Establishing safety checkpoints on prescription opioids for long-term pain will help ensure that treatment is improving patients’ quality of life without increasing the risk of opioid misuse and addiction.


Starting December 23, 2018 Ohio prescribers will need to follow new regulations when prescribing opioids for the treatment of long-term pain (lasting 12 weeks or more) and subacute pain (lasting between six and 12 weeks). The specific requirements can be found in Ohio Administrative Code 4731-11. This document will provide an overview of the new regulations so providers may incorporate them into practice without disruption to patients’ care. Ohio’s new rules will not take away medication for those in need, but instead strengthen communication between physicians and patients by establishing check points for additional assessment.


Increasing patient awareness of the risk of opioid misuse and addiction:

Physicians are required to engage in conversations with patients before starting on long-term medication treatment to ensure opioids are improving function and the patient is offered non-opioid treatments when appropriate:

  • Prior to treating or continuing to treat subacute or chronic pain with an opioid, the physician needs to first consider and document non-medication and non-opioid treatment.

  • If opioid medication is appropriate, the physician should prescribe it for the least amount of days and strength to adequately address the pain.

  • Prescribers should complete and document in the patient’s record: history and appropriate physical exam, diagnostic tests if substance misuse disorder is suspected or known, check on the patient’s history in OARRS, functional pain assessment and a treatment plan.

Check points, not limits:

According to the Centers for Disease Control and Prevention, a dose of 50 MED or more per day doubles the risk of opioid overdose death.
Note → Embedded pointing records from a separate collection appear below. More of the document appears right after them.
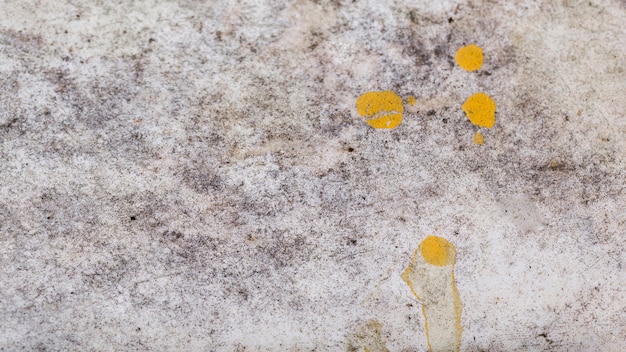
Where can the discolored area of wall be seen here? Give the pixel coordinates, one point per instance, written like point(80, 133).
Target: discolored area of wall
point(187, 175)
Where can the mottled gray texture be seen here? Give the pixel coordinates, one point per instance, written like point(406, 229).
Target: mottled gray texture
point(187, 175)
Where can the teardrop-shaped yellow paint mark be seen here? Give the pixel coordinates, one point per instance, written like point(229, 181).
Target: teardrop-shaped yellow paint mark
point(470, 57)
point(381, 109)
point(431, 279)
point(480, 109)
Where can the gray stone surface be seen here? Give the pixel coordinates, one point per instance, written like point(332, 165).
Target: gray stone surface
point(188, 175)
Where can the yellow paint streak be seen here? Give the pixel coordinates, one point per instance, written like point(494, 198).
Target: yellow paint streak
point(470, 57)
point(480, 109)
point(381, 109)
point(479, 138)
point(437, 251)
point(408, 272)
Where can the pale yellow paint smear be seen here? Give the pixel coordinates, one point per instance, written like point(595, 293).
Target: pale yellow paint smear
point(470, 57)
point(437, 251)
point(479, 138)
point(381, 109)
point(431, 279)
point(480, 109)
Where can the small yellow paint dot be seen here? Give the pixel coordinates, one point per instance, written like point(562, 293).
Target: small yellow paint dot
point(479, 138)
point(438, 251)
point(381, 109)
point(470, 57)
point(480, 110)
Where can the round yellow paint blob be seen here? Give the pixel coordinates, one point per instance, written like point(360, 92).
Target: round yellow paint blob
point(470, 57)
point(479, 138)
point(480, 110)
point(381, 109)
point(438, 251)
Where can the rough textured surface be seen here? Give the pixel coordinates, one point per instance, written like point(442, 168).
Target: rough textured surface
point(187, 175)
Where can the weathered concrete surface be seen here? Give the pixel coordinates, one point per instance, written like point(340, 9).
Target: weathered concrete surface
point(187, 175)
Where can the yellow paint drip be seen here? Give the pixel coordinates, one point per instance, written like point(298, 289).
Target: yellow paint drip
point(479, 138)
point(480, 109)
point(381, 109)
point(470, 57)
point(431, 279)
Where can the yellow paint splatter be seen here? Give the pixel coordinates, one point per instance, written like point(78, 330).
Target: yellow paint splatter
point(470, 57)
point(479, 138)
point(381, 109)
point(431, 279)
point(480, 109)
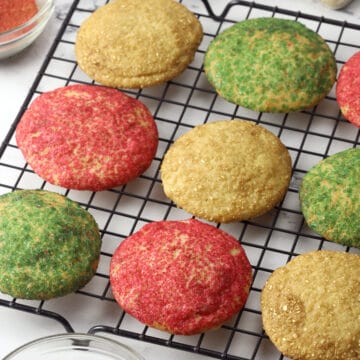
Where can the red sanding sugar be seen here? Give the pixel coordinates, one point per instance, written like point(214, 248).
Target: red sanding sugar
point(87, 137)
point(184, 277)
point(348, 90)
point(16, 12)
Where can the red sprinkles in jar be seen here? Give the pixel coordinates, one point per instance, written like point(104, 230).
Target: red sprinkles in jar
point(16, 12)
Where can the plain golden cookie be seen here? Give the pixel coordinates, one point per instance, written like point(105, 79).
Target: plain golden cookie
point(311, 308)
point(225, 171)
point(137, 43)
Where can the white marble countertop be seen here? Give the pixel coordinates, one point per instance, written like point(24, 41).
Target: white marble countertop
point(16, 77)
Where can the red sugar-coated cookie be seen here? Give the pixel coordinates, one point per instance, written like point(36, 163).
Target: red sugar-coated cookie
point(87, 137)
point(184, 277)
point(348, 89)
point(14, 13)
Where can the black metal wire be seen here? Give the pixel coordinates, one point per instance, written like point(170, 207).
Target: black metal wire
point(268, 226)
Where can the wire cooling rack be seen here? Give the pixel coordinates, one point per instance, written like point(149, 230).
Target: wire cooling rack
point(270, 240)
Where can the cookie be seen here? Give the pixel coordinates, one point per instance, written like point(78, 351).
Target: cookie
point(87, 137)
point(270, 65)
point(225, 171)
point(310, 307)
point(49, 245)
point(329, 198)
point(183, 277)
point(137, 43)
point(347, 90)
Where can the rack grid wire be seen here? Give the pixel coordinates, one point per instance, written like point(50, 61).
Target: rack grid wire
point(178, 105)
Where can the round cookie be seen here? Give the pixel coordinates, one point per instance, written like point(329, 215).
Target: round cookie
point(137, 43)
point(270, 65)
point(310, 307)
point(184, 277)
point(347, 89)
point(87, 137)
point(49, 245)
point(225, 171)
point(329, 197)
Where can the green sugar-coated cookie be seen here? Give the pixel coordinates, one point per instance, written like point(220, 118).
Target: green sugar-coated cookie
point(330, 198)
point(49, 245)
point(270, 65)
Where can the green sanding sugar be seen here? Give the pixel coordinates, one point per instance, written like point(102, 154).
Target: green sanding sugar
point(330, 198)
point(270, 65)
point(49, 245)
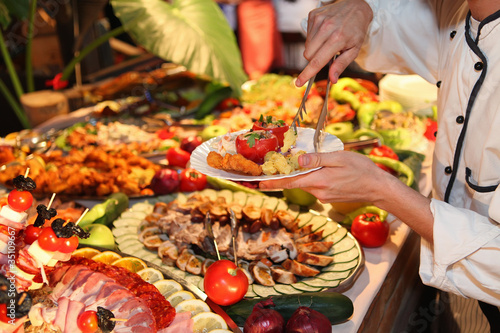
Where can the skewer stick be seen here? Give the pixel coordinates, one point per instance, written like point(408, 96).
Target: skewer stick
point(51, 200)
point(81, 217)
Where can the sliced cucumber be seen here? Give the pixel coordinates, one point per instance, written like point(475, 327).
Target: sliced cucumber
point(304, 219)
point(127, 222)
point(263, 291)
point(329, 228)
point(117, 232)
point(317, 222)
point(337, 236)
point(129, 214)
point(320, 283)
point(282, 205)
point(304, 287)
point(145, 207)
point(285, 289)
point(270, 203)
point(255, 199)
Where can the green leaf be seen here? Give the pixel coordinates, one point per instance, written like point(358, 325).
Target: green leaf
point(192, 33)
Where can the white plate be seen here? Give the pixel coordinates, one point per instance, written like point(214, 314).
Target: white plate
point(304, 142)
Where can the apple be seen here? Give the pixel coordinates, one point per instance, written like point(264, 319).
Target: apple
point(100, 235)
point(190, 143)
point(299, 197)
point(212, 131)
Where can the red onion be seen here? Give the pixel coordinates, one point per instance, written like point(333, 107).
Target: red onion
point(264, 320)
point(307, 320)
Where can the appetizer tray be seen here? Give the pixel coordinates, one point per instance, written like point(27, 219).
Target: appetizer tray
point(304, 142)
point(347, 255)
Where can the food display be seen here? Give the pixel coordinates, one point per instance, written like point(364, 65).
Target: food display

At 90 MED or more, the risk of overdose increases ten times. The new rules establish the following check points to ensure appropriate prescribing:

  • 50 MED: prescribers are required to re-evaluate the status of the patient’s underlying condition causing pain, assess functioning, look for signs of prescription misuse, consider consultation with a specialist and obtain written informed consent from the patient.

  • 80 MED: prescribers need to look for signs of opioid prescription misuse, consult with a specialist, obtain a written pain-management agreement and offer a prescription for naloxone, the lifesaving overdose antidote.
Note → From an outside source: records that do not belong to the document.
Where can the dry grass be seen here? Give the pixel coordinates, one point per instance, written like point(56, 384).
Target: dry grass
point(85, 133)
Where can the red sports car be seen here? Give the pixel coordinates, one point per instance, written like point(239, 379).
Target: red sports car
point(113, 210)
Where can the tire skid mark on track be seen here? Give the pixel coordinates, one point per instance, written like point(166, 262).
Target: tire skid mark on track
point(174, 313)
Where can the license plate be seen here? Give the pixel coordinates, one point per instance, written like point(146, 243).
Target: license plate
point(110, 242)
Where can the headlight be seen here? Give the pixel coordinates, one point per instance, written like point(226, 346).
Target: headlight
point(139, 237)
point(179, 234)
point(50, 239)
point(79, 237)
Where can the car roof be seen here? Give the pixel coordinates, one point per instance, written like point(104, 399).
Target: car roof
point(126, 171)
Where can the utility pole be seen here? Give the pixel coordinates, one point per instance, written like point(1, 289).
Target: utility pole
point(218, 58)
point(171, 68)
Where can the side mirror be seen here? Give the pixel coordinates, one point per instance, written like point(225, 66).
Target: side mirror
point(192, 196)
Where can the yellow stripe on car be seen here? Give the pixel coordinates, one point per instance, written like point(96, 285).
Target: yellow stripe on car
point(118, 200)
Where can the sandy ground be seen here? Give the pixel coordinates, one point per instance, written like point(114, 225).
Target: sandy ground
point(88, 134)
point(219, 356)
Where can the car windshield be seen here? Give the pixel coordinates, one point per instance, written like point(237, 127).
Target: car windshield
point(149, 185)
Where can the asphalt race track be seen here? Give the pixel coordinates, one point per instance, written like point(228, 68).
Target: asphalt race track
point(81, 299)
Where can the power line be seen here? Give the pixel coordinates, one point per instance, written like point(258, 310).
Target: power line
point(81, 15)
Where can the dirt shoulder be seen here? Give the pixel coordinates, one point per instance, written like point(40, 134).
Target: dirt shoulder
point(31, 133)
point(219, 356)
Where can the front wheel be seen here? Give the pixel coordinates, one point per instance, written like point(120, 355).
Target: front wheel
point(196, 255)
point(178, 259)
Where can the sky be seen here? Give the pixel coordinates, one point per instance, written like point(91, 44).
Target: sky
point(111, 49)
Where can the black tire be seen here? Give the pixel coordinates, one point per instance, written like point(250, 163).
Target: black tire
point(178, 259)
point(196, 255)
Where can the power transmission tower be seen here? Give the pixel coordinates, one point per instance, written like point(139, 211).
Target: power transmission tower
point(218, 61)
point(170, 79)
  • 120 MED: in order for prescribers to prescribe a dosage that exceeds 120 MED (unless the patient was already on a dosage of 120 MED or more prior to December 23, 2018) there must be a recommendation from a board certified pain medicine physician or board certified hospice and palliative care physician that is based upon a face-to-face visit and examination. There does not need to be a recommendation if the prescribing physician is himself/herself board certified in pain medicine or hospice and palliative care.
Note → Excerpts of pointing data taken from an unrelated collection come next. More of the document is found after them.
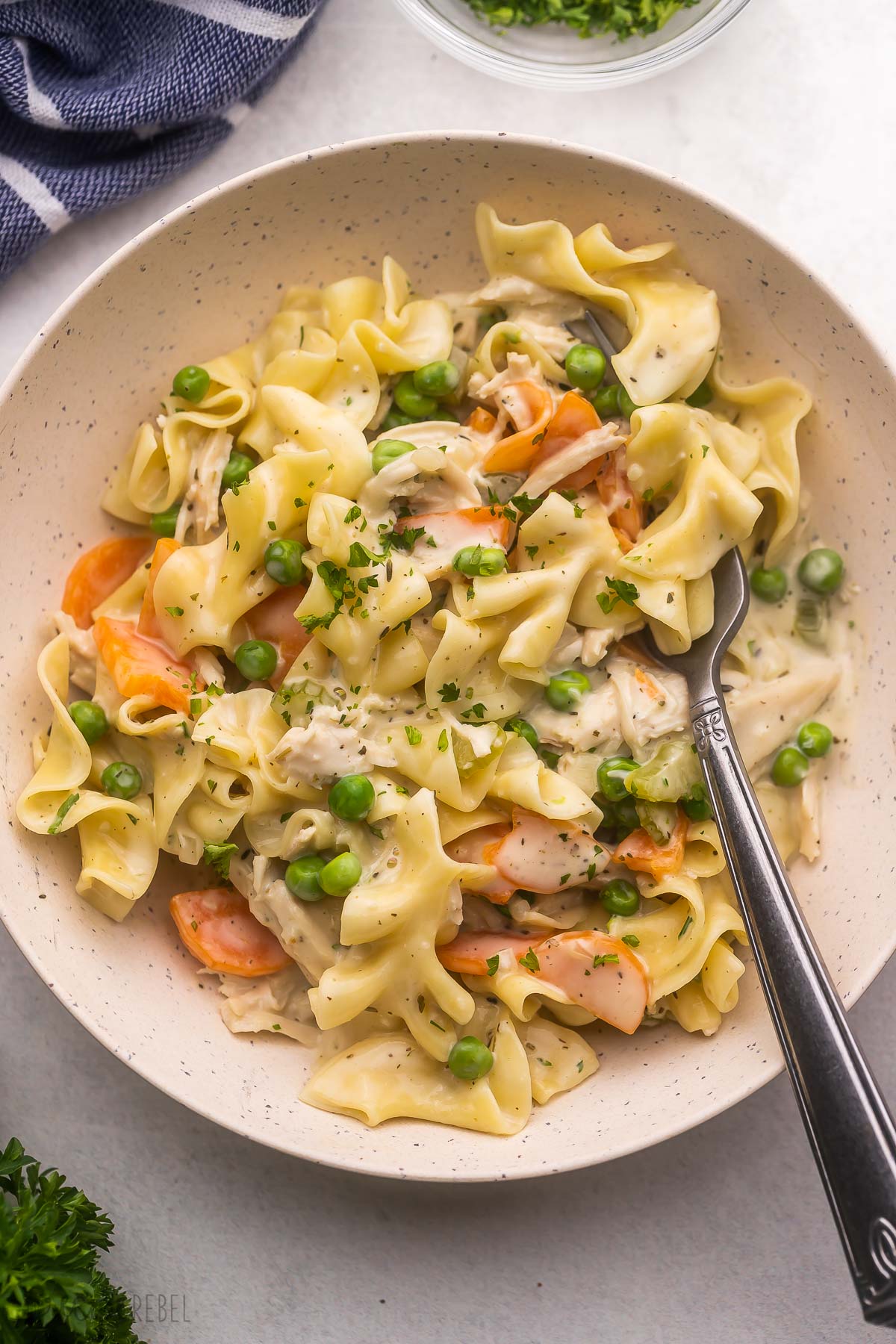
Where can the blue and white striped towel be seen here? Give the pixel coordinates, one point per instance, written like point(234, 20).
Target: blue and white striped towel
point(101, 100)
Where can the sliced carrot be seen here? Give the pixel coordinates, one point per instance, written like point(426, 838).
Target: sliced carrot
point(481, 421)
point(220, 929)
point(543, 855)
point(274, 620)
point(148, 621)
point(625, 508)
point(472, 848)
point(593, 969)
point(531, 408)
point(573, 418)
point(648, 685)
point(469, 953)
point(99, 573)
point(641, 853)
point(447, 534)
point(597, 972)
point(484, 526)
point(144, 667)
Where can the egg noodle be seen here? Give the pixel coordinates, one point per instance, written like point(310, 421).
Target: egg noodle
point(368, 671)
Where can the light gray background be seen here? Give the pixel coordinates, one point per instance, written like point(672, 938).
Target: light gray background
point(722, 1234)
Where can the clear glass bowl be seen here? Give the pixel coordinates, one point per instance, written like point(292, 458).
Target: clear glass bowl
point(554, 57)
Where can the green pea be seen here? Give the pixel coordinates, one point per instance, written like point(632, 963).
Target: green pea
point(768, 585)
point(255, 660)
point(388, 450)
point(166, 523)
point(606, 401)
point(790, 768)
point(90, 719)
point(351, 797)
point(395, 420)
point(121, 780)
point(284, 561)
point(480, 561)
point(612, 777)
point(821, 570)
point(626, 406)
point(340, 874)
point(524, 730)
point(813, 738)
point(621, 897)
point(469, 1060)
point(696, 806)
point(702, 396)
point(586, 366)
point(302, 875)
point(567, 690)
point(410, 401)
point(625, 816)
point(441, 378)
point(237, 470)
point(191, 382)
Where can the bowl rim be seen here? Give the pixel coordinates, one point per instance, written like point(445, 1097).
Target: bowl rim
point(697, 1115)
point(559, 74)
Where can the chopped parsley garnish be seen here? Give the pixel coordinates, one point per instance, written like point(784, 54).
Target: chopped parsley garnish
point(618, 591)
point(218, 858)
point(60, 815)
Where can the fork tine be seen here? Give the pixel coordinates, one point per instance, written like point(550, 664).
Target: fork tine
point(595, 336)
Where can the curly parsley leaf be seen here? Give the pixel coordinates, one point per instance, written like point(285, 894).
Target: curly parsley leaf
point(618, 591)
point(218, 858)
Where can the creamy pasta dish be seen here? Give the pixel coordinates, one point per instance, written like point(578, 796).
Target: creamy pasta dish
point(367, 665)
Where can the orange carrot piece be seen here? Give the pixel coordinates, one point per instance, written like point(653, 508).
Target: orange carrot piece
point(615, 991)
point(99, 573)
point(148, 621)
point(625, 508)
point(274, 620)
point(573, 418)
point(593, 969)
point(514, 452)
point(481, 421)
point(641, 853)
point(144, 667)
point(477, 847)
point(220, 929)
point(484, 526)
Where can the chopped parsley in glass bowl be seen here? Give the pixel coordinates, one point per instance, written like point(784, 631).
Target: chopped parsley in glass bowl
point(574, 45)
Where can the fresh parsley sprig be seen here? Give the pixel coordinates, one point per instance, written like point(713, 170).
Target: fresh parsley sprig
point(50, 1284)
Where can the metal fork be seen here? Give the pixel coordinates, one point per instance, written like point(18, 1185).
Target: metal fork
point(848, 1122)
point(849, 1127)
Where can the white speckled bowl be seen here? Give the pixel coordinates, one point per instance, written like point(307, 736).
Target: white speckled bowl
point(200, 282)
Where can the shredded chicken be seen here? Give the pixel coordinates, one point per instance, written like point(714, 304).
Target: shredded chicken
point(200, 505)
point(82, 652)
point(324, 749)
point(588, 448)
point(429, 476)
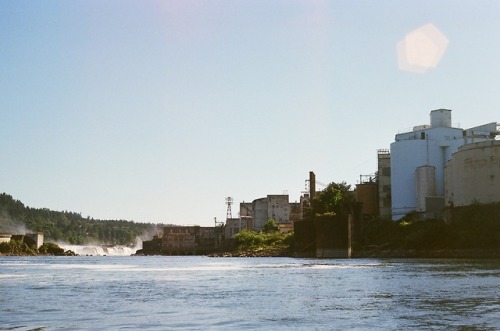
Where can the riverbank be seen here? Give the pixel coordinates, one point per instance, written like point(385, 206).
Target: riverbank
point(375, 253)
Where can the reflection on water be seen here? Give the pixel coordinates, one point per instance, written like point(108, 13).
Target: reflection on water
point(248, 293)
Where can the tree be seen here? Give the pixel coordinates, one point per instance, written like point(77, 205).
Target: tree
point(335, 199)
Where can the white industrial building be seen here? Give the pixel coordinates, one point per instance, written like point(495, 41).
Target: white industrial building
point(274, 207)
point(473, 175)
point(418, 159)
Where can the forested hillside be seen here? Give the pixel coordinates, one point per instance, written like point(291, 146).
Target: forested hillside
point(70, 227)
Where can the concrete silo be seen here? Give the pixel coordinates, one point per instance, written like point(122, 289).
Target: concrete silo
point(473, 174)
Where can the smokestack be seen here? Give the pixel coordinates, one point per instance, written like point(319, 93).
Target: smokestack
point(312, 184)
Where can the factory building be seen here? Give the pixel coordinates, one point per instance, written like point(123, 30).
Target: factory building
point(384, 183)
point(473, 175)
point(274, 207)
point(418, 159)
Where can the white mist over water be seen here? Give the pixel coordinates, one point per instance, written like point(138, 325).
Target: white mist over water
point(96, 250)
point(103, 250)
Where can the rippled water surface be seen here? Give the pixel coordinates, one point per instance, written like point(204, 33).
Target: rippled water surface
point(194, 293)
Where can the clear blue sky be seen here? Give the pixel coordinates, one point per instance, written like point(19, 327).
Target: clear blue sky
point(155, 111)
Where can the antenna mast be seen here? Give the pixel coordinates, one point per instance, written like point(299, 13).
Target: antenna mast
point(229, 202)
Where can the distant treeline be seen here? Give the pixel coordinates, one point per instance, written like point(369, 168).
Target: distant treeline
point(70, 227)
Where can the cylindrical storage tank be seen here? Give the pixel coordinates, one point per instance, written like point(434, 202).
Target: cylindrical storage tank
point(425, 185)
point(475, 174)
point(441, 118)
point(367, 193)
point(259, 209)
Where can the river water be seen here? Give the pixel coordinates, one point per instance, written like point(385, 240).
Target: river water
point(202, 293)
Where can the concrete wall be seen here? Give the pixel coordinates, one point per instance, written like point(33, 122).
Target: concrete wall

The rules do not apply to patients receiving medication for terminal conditions or those within a hospital or in-patient setting where they are closely monitored. They also take into consideration patients who are already being treated for chronic pain by not establishing a maximum dose or duration of treatment. For patients that are already being treated with opioids for chronic pain, medical standards of care still apply, however, these patients will not be required to consult with a pain management specialist unless dosages increase.